QWhy does the syphilis test become false positive in the diagnosis of Lyme disease?
A
Borrelia burgdorferi belongs to the family Spirochaetaceae and is a microorganism of the same order Spirochaetales as Treponema pallidum. Because their antigens cross-react, patients with Lyme disease may show false-positive results in syphilis lipid antigen tests (RPR, VDRL) and fluorescent treponemal antibody absorption test (FTA-ABS). For differentiation, it is necessary to combine tests specific to T. pallidum.
Early disease, facial nerve palsy (oral administration)3)
Choose one of the following:
Doxycycline: 100 mg orally twice daily for 10–21 days (first choice)
Amoxicillin: 500 mg orally three times daily for 14–21 days (alternative for children and pregnant women)

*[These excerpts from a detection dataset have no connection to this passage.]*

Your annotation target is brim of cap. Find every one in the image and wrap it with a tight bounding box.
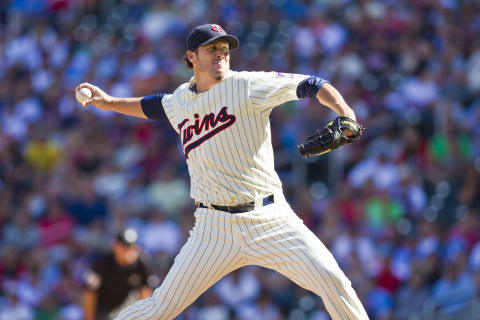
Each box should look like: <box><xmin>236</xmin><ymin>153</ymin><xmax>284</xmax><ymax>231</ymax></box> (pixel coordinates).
<box><xmin>200</xmin><ymin>34</ymin><xmax>240</xmax><ymax>50</ymax></box>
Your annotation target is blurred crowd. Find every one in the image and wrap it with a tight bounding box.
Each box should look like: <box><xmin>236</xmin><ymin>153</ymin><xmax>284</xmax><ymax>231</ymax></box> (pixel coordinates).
<box><xmin>0</xmin><ymin>0</ymin><xmax>480</xmax><ymax>320</ymax></box>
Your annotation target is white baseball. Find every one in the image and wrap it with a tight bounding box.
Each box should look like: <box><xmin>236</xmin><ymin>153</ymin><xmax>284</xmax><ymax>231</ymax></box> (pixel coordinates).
<box><xmin>75</xmin><ymin>88</ymin><xmax>92</xmax><ymax>104</ymax></box>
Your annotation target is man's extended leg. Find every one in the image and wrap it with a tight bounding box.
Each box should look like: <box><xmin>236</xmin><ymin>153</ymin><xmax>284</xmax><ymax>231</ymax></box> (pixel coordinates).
<box><xmin>238</xmin><ymin>205</ymin><xmax>368</xmax><ymax>320</ymax></box>
<box><xmin>115</xmin><ymin>209</ymin><xmax>242</xmax><ymax>320</ymax></box>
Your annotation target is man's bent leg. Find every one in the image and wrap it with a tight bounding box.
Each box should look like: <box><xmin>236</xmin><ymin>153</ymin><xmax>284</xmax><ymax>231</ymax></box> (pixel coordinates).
<box><xmin>115</xmin><ymin>209</ymin><xmax>241</xmax><ymax>320</ymax></box>
<box><xmin>240</xmin><ymin>206</ymin><xmax>368</xmax><ymax>320</ymax></box>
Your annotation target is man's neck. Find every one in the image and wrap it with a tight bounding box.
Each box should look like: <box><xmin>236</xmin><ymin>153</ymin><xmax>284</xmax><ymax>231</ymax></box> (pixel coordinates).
<box><xmin>194</xmin><ymin>73</ymin><xmax>226</xmax><ymax>92</ymax></box>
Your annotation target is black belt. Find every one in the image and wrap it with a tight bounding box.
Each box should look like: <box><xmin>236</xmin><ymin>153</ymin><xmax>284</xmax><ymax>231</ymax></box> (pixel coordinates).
<box><xmin>198</xmin><ymin>194</ymin><xmax>274</xmax><ymax>213</ymax></box>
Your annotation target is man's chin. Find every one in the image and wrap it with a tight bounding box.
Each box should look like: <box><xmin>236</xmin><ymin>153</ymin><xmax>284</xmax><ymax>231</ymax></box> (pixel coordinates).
<box><xmin>212</xmin><ymin>70</ymin><xmax>228</xmax><ymax>81</ymax></box>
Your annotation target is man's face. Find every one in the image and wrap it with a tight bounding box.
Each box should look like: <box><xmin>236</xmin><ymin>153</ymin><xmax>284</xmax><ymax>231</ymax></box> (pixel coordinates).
<box><xmin>190</xmin><ymin>40</ymin><xmax>230</xmax><ymax>80</ymax></box>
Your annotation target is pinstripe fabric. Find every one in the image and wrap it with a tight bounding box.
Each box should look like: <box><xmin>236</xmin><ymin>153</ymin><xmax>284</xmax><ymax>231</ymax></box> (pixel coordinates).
<box><xmin>115</xmin><ymin>202</ymin><xmax>368</xmax><ymax>320</ymax></box>
<box><xmin>116</xmin><ymin>71</ymin><xmax>368</xmax><ymax>320</ymax></box>
<box><xmin>158</xmin><ymin>71</ymin><xmax>308</xmax><ymax>205</ymax></box>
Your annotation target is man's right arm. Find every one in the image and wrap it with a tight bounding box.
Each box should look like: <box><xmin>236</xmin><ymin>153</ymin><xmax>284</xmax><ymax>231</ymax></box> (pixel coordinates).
<box><xmin>75</xmin><ymin>83</ymin><xmax>167</xmax><ymax>119</ymax></box>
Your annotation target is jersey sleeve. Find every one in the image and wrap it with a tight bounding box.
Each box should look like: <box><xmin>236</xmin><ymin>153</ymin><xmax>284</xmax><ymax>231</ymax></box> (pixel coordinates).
<box><xmin>140</xmin><ymin>93</ymin><xmax>178</xmax><ymax>132</ymax></box>
<box><xmin>248</xmin><ymin>72</ymin><xmax>309</xmax><ymax>111</ymax></box>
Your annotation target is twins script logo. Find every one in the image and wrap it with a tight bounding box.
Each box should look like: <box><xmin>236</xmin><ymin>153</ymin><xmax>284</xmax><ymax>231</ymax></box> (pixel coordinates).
<box><xmin>178</xmin><ymin>107</ymin><xmax>236</xmax><ymax>159</ymax></box>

Cefuroxime: 500 mg orally twice daily for 14–21 days
Pediatric doses: amoxicillin 25–50 mg/kg/day (max 500 mg three times daily), cefuroxime 30 mg/kg/day (max 500 mg twice daily)3).
Meningitis, recurrent arthritis, central or peripheral nervous system disease (intravenous administration)3)
Ceftriaxone: 2 g/day intravenously once daily for 14–28 days
For neurological symptoms (neuroborreliosis), high-grade atrioventricular block, or severe arthritis, intravenous therapy is chosen. Ceftriaxone 2 g single daily dose is standard, and the duration is determined while evaluating treatment response.
Performed after systemic antibiotic treatment has been initiated.
Steroid eye drops: Used for inflammation of the anterior segment of the eye (iridocyclitis, anterior uveitis).
Mydriatic agents (cycloplegics): Added to prevent posterior synechiae, relieve pain, and reduce photophobia.
Posterior uveitis and vitreitis: Monitor while continuing systemic antibiotic treatment. If inflammation is severe, consider systemic steroid administration.
With early antibiotic treatment (stage 1), the prognosis is good, and complete recovery can be expected in most cases. If the disease progresses to stages 2 or 3, neurological and joint sequelae are more likely. Most ocular symptoms improve with antibiotic treatment, but in optic neuritis, visual recovery may be incomplete. In cases of ocular Lyme disease with choroidal neovascular membrane (CNVM), visual prognosis has been reported to be poor 5).
Spirochetes proliferate in the salivary glands of infected ticks and are injected into the host skin during blood feeding. Infection begins 12–24 hours after tick attachment, and the risk of infection increases significantly after 36–48 hours of attachment.
Borrelia attaches to host proteoglycans via surface glycosaminoglycans (such as decorin-binding proteins) 4). After attachment, the bacteria invade tissues using host extracellular matrix components. Subsequently, the bacteria disseminate lymphogenously or hematogenously throughout the body, with particular affinity for the following tissues:
Skin (erythema migrans: local inflammatory reaction)
Joint synovium (arthritis: immune complex deposition and CD4-positive T cell infiltration)
Peripheral and central nervous system (neuroborreliosis: inflammation of brain parenchyma, meninges, and nerve roots)
Cardiac conduction system (atrioventricular block: myocarditis, conduction pathway disorder)
Ocular tissues (uvea, cornea, optic nerve)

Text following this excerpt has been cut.